Um dos males do mundo é a inveja pura e dura. Gostamos de baptizá-la de outro nomes mais brandos, juntamos-lhe "da boa" à descarada, mesmo em frente ao nome próprio, para que neste formato perca a condição menos nobre de cobiça declarada. É como quem diz estou contente por ti, quando na verdade o que se está é mesmo triste, por não se ter ou por não se ser, por não se chegar ou por não se conseguir. Vejo por mim, não é preciso ir longe, e deixo-vos um exemplo menor. Hoje invejei a serenidade do homem que trabalhava na estrada enquanto eu esperava. Invejei-lhe, assumo, invejei-lhe os gestos lentos, a demora na preparação dos materiais, o olhar tranquilo para o vazio do nada enquanto os carros se acumulavam na estrada, à espera. A tranquilidade dos outros é das minhas maiores invejas, um pecado capital reconhecido, sem limite e com algum pudor. Não a cobiçaria, é claro, se o tempo para mim fosse um bem obtido, um empreendimento conseguido, um estado adquirido por usucapião. Não é, o vagar a mim nunca me chega para coisa nenhuma, é sempre escasso, longínquo, insuficiente e diminuto. Se lhe roubaria a tranquilidade de esticão (facílimo, na placidez dos actos), e o deixaria cercado pela minha urgência?
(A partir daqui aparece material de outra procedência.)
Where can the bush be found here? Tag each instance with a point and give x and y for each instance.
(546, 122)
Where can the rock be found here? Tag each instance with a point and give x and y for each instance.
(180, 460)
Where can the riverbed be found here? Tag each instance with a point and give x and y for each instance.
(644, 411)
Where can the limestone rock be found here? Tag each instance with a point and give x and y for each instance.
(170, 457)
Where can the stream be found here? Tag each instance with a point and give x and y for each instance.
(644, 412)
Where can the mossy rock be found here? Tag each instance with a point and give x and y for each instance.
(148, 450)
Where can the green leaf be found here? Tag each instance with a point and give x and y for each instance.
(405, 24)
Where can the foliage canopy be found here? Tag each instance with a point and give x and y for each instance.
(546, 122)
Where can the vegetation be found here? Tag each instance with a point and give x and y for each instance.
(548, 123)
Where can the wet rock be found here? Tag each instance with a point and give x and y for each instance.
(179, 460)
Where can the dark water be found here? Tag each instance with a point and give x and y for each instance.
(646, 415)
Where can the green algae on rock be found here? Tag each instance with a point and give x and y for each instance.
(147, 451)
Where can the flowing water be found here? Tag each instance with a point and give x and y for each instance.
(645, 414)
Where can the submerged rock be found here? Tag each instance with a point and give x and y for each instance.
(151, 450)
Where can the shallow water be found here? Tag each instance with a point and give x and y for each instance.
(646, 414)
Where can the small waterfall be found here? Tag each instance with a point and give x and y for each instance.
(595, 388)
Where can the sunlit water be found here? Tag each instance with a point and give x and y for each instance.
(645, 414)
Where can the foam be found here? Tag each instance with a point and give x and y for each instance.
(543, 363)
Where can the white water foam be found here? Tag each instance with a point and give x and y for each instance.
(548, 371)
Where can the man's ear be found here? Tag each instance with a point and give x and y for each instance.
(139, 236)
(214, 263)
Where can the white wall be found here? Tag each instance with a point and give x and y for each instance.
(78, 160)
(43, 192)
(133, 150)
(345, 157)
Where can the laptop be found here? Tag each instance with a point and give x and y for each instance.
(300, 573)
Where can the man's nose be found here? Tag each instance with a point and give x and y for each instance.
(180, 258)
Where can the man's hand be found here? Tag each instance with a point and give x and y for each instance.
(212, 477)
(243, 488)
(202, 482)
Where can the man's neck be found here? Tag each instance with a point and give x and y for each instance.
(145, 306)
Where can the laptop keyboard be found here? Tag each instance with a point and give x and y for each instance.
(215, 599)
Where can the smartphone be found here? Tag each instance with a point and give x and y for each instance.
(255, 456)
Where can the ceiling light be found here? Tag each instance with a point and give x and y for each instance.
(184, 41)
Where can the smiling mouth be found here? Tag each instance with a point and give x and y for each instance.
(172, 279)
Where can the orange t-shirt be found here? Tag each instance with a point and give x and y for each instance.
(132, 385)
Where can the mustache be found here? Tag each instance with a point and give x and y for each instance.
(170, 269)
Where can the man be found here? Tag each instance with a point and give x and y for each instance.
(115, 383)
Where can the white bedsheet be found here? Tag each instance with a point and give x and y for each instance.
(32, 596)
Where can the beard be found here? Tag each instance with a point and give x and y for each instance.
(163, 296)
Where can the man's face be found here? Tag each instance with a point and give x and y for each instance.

Pois não sei, talvez não, por uma questão de respeito social. Mas não é por isso que não a queria para mim, à calma, toda ela, desde a que lhe transparecia dos olhos à que lhe escorria das mãos. É inveja, pura e dura. Ou "da boa" (que seja então).

2 comentários:

  1. Gosto muito, muito mesmo, desta sua análise e do modo como a transmite, CF!
    E, no entanto, aquilo que nos parece calma e serenidade não é, muitas vezes, senão uma ilusão. E a lentidão não significa necessariamente serenidade...
    (Vou-lhe dar um exemplo, também, que lhe pode parecer absurdo e espero que não lhe pareça "abusivo": quem a lê, a si, por exemplo, encontra recorrentemente este tema do desejo do vagar, de um tempo que é sempre escasso e nos faz tantas vezes deixar de lado o que (nos) é essencial. E, no entanto, quem apenas a vê não diria isso, porque há nos seus olhos muito mais serenidade do que inquietação - talvez por estar muito habituada a ouvir...)

    Espero que não me leve a mal... Queria só explicar-lhe que nem sempre o que vemos é totalmente como o vemos. E, se dou este exemplo faço-o com respeito e com o afecto e a amizade que acho que já existe entre nós ;),

    Um beijinho e... até breve! :)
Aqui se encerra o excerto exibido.